While that's an accurate description of neoliberal economics, I'm arguing that it's neither natural, nor necessarily productive, nor conducive to human wellbeing to mould one's behaviour to fit that system. Or to be more concrete: you're wasting your life studying the labour market for opportunities, learning new disciplines to increase your wage, reading through employment contracts looking for advantages (obviously you should check for big fuck-you statements in contracts, just for self-protection). Not only is the market irrational, such that behaviour based on a rational model of the market is a poor guarantee of positive outcomes, but that living such a life based on market rationality is pretty immiserating and misaligned with what actually makes people happy.

1 comments

> The model that the parent is positing is that we are all totally independent actors competing in a labour market and our primary goal should be to optimise our behaviour in said market.

Parent never said totally independent, just that the assumption is the most useful operating mode. "Don't jump in a pool expecting a life guard" is good advice whether there is a tower nearby or not.

They also never said optimizing our participation should be a primary goal, but that our participation needs to be managed with our actual goals in mind. It's like he told everyone they should exercise and the counter argument is "Not everyone should quit their jobs to be a fitness model". It's nonsense.

I think it's a matter of differing interpretations. When I hear "you are a company of one, and it's your job to manage your labour in the market and your investments to get the returns you want", it sounds to me like the commenter is saying that you should view yourself as a company operating in the marketplace and act accordingly. How do companies act in the market?
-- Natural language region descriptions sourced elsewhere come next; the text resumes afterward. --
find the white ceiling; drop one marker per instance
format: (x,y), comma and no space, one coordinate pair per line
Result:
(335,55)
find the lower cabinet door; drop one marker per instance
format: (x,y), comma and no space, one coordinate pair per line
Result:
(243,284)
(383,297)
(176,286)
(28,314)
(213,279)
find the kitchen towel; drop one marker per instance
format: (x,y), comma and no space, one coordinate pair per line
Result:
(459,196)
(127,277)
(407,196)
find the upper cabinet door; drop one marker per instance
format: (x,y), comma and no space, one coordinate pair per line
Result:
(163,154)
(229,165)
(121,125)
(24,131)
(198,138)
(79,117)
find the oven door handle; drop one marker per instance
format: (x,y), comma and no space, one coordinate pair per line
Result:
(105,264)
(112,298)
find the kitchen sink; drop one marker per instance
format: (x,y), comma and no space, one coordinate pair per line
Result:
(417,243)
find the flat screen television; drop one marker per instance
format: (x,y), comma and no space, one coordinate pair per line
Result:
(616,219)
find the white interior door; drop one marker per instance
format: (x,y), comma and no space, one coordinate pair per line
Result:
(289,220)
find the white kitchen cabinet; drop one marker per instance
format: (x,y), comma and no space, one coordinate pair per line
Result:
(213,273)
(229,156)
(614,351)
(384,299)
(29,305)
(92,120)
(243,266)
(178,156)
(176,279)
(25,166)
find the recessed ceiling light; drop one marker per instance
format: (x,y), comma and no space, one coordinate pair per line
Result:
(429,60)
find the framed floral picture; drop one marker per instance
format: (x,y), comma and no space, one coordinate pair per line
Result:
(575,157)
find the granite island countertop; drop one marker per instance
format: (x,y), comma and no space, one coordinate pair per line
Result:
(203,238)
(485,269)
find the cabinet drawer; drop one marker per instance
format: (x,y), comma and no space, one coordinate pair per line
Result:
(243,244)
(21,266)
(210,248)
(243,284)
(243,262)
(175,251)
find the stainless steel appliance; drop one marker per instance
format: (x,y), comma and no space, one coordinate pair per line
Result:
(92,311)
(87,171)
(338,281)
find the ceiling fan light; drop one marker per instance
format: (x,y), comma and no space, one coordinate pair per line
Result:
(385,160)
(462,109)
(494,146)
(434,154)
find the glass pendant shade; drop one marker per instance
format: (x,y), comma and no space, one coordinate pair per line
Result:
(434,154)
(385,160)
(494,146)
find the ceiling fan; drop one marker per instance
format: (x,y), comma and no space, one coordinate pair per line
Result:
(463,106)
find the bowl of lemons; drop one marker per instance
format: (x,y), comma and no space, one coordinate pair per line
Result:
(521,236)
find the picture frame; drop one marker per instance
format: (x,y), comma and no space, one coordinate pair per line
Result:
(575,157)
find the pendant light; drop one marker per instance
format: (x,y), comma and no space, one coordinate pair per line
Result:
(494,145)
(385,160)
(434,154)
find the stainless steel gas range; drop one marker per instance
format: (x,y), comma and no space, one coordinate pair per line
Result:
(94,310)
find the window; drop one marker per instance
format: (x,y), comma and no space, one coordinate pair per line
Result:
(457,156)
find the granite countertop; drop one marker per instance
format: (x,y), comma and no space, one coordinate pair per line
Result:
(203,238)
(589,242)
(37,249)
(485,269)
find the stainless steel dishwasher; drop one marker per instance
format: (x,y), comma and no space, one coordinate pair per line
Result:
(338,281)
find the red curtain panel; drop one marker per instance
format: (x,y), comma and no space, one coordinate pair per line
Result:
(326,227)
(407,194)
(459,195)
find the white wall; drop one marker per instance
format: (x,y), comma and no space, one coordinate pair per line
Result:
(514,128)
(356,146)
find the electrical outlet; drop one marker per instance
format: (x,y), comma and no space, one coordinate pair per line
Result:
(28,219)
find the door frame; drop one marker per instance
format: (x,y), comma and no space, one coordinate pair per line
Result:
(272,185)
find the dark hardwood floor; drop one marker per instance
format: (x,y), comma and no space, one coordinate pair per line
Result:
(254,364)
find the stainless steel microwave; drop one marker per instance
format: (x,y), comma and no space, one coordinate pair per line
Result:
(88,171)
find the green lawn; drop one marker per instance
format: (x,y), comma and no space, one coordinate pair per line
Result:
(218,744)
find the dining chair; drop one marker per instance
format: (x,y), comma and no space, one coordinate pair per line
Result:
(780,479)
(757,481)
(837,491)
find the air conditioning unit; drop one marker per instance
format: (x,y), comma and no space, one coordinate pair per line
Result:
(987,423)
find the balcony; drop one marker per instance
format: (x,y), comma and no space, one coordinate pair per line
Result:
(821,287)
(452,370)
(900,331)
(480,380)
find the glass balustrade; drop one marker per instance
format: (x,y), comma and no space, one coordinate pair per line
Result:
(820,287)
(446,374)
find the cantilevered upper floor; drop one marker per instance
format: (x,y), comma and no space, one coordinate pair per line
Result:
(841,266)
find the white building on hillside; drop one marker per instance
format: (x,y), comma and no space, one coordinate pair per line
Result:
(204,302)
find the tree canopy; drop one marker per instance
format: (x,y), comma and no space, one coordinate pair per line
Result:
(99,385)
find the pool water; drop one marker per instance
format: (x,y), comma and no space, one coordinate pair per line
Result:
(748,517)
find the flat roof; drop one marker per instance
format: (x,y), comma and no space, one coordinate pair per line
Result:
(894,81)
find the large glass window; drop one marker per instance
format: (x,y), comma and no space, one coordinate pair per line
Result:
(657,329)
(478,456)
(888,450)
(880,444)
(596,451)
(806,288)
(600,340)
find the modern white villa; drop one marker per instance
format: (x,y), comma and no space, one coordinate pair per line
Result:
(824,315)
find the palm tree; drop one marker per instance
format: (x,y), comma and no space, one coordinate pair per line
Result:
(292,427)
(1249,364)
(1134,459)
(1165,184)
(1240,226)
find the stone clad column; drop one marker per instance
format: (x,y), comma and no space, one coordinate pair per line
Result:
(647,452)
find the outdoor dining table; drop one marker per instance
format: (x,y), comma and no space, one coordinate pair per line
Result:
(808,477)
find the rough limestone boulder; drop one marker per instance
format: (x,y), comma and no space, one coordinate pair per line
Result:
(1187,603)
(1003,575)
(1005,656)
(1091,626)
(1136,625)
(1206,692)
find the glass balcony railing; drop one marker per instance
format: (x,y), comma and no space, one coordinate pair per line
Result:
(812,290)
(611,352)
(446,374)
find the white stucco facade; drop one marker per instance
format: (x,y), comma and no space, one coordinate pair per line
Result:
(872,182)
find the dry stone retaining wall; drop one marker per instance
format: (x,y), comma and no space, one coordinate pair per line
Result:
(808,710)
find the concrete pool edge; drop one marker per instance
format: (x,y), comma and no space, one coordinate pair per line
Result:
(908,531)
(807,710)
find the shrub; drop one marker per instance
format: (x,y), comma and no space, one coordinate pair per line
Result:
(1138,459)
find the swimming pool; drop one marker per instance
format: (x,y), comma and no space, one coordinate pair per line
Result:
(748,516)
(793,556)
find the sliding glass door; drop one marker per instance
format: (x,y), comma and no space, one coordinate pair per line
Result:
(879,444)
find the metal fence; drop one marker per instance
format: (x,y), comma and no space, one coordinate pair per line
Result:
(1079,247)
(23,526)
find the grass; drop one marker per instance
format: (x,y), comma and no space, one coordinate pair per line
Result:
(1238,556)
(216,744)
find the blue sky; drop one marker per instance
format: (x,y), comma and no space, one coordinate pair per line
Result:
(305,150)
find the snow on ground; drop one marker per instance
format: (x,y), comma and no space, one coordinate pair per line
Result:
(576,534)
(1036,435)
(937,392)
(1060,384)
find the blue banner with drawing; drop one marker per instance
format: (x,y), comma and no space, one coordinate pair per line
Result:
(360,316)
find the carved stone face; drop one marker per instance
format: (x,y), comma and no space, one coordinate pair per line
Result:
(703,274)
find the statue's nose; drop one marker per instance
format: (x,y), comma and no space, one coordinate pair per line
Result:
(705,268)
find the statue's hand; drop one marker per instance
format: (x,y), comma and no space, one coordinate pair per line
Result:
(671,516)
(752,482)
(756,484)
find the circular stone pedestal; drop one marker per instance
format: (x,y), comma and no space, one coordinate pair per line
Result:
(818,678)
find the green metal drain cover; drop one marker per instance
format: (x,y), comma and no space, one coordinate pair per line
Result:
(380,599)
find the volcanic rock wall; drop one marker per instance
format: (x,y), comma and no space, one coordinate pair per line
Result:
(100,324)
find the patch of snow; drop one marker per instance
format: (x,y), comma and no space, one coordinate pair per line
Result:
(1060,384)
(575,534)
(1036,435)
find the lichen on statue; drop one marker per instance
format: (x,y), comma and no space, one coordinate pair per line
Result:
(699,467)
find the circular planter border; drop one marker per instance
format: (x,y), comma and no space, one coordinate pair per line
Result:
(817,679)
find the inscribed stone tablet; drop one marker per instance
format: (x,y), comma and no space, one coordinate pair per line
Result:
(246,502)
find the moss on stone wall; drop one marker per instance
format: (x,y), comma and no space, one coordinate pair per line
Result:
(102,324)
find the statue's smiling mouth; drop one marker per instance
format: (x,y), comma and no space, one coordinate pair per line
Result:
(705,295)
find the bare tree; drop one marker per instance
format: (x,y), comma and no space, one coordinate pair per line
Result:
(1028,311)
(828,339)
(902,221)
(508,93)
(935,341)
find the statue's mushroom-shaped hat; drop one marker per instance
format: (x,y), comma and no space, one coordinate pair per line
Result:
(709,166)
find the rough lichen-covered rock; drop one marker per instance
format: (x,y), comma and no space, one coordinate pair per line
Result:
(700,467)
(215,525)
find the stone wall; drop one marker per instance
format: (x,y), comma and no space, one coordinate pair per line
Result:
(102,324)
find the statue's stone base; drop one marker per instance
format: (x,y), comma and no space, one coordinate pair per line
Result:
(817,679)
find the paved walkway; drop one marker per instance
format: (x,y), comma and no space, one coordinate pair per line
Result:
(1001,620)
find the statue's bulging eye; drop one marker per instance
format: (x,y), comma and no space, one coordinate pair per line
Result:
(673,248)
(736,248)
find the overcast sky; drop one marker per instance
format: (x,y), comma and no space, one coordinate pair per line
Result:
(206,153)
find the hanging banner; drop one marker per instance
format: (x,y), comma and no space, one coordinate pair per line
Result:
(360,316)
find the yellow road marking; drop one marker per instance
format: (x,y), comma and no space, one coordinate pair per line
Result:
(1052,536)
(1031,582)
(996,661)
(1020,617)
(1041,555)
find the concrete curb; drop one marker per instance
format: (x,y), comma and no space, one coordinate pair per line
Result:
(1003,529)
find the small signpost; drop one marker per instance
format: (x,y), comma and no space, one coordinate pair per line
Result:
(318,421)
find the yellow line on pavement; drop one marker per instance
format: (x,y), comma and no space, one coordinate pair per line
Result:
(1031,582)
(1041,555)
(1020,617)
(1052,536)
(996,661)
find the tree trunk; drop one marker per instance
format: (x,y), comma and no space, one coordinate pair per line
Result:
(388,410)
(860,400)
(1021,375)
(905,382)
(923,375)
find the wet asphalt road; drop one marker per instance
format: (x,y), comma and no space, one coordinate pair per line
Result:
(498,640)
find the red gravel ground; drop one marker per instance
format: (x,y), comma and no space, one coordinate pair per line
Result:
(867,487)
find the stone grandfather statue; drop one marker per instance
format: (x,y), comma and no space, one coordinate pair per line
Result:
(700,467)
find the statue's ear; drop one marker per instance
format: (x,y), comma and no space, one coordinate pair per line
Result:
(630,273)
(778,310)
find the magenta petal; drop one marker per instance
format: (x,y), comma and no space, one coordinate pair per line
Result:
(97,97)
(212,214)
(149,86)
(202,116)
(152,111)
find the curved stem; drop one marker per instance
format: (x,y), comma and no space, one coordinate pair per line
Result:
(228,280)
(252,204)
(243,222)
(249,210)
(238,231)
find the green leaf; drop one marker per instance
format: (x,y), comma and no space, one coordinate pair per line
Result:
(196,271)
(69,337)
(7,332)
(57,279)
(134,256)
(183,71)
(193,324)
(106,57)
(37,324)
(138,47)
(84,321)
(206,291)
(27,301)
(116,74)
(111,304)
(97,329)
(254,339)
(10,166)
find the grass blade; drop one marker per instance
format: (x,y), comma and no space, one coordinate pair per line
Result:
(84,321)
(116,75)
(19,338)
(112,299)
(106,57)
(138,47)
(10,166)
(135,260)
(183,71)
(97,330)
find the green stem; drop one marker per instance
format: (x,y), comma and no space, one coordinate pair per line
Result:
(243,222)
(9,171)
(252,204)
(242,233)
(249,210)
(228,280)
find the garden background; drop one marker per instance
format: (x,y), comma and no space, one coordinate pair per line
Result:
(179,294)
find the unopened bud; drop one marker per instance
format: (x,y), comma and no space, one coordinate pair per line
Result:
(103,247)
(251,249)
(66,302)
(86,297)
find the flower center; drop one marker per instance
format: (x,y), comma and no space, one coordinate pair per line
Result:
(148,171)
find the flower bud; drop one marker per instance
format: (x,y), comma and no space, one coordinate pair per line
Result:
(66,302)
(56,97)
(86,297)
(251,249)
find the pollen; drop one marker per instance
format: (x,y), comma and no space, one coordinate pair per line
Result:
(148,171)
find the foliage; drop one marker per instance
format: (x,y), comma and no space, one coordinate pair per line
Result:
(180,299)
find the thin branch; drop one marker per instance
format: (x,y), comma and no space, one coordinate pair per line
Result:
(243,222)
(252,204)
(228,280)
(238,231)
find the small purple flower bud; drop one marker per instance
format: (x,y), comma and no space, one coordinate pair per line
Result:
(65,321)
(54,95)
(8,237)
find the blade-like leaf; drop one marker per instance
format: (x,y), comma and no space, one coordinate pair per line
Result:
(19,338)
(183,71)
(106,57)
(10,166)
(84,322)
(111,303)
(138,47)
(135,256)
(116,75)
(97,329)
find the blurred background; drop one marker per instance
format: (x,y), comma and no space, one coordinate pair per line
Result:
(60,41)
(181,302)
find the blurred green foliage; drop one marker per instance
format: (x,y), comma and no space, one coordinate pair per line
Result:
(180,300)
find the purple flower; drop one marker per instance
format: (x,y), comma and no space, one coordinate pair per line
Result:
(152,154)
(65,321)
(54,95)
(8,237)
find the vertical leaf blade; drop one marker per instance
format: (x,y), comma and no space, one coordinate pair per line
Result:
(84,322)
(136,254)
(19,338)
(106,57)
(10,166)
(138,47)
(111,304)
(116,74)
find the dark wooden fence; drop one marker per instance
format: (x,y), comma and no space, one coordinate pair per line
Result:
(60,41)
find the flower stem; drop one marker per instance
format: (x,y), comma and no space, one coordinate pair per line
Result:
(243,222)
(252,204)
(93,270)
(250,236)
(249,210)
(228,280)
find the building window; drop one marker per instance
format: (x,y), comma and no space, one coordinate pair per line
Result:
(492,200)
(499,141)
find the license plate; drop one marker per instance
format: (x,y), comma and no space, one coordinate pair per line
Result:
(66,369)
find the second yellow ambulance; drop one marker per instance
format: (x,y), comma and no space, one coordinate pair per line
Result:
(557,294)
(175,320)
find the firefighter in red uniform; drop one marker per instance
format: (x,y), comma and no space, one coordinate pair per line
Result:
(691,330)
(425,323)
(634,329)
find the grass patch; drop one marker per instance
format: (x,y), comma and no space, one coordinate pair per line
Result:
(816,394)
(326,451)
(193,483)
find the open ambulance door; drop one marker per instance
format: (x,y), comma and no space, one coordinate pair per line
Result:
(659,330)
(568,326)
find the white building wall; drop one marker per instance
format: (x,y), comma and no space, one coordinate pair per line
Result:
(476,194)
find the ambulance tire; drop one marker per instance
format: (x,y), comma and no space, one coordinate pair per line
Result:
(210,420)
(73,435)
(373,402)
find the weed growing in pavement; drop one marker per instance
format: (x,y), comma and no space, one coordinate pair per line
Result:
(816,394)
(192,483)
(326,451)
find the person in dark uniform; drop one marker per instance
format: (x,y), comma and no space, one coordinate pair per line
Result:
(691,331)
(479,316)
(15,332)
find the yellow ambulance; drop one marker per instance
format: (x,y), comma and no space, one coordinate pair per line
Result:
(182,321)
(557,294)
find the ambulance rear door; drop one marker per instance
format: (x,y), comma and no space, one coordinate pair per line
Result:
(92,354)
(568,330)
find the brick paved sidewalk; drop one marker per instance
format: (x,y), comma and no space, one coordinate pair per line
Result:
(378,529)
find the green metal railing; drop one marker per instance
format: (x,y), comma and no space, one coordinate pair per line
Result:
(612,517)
They optimise for profit, they interact transactionally as opposed to through social and communal relations, and they hire specialised labour (or in the analogy, develop specialised skills) to fulfill their fiduciary and legal requirements. Your interpretation may differ, but that's the nature of perspectives.
The entire comment is him explaining exactly how to interpret the you are a company statement, elaborating on the ways in which he intends the metaphor to be used. Extending it with your own biases and arguing against those biases is reactionary and not super useful.

You could have phrased much of your statement as "this should not be extended to mean...", or "If you are also implying X then Y", and it would have been totally valid. The counter argument framing is the issue, because it's just not a counter argument.

I just went back and reread it to see if I missed something, but aside from the profit-centered angle (which I've already conceded was a misreading on my part), nope, it still appears to be entirely market focused. I couldn't say if that was intended or if the author just over-extended the analogy (obviously I inferred the former), but the whole comment was framed around operating effectively within the market economy. That's explicitly what it says.
> but the whole comment was framed around operating effectively within the market economy. That's explicitly what it says.

Exactly. So where does all of this other stuff about being a robot and only optimizing for profit come in? The topic is work, and he's telling you how to think about work, not how to think about relationships with colleagues, hobbies, life goals, etc.

Well I didn't make the robot comment, but I think it's valid to say that promoting people trying to operate rationally in the market can be pretty robotic if that's your primary motivation. However, given I withdrew that contention, having realised the OP was not talking about making market optimisation and profiteering your primary goal but just talking about how the labour market works, of course the robot thing isn't relevant anymore either.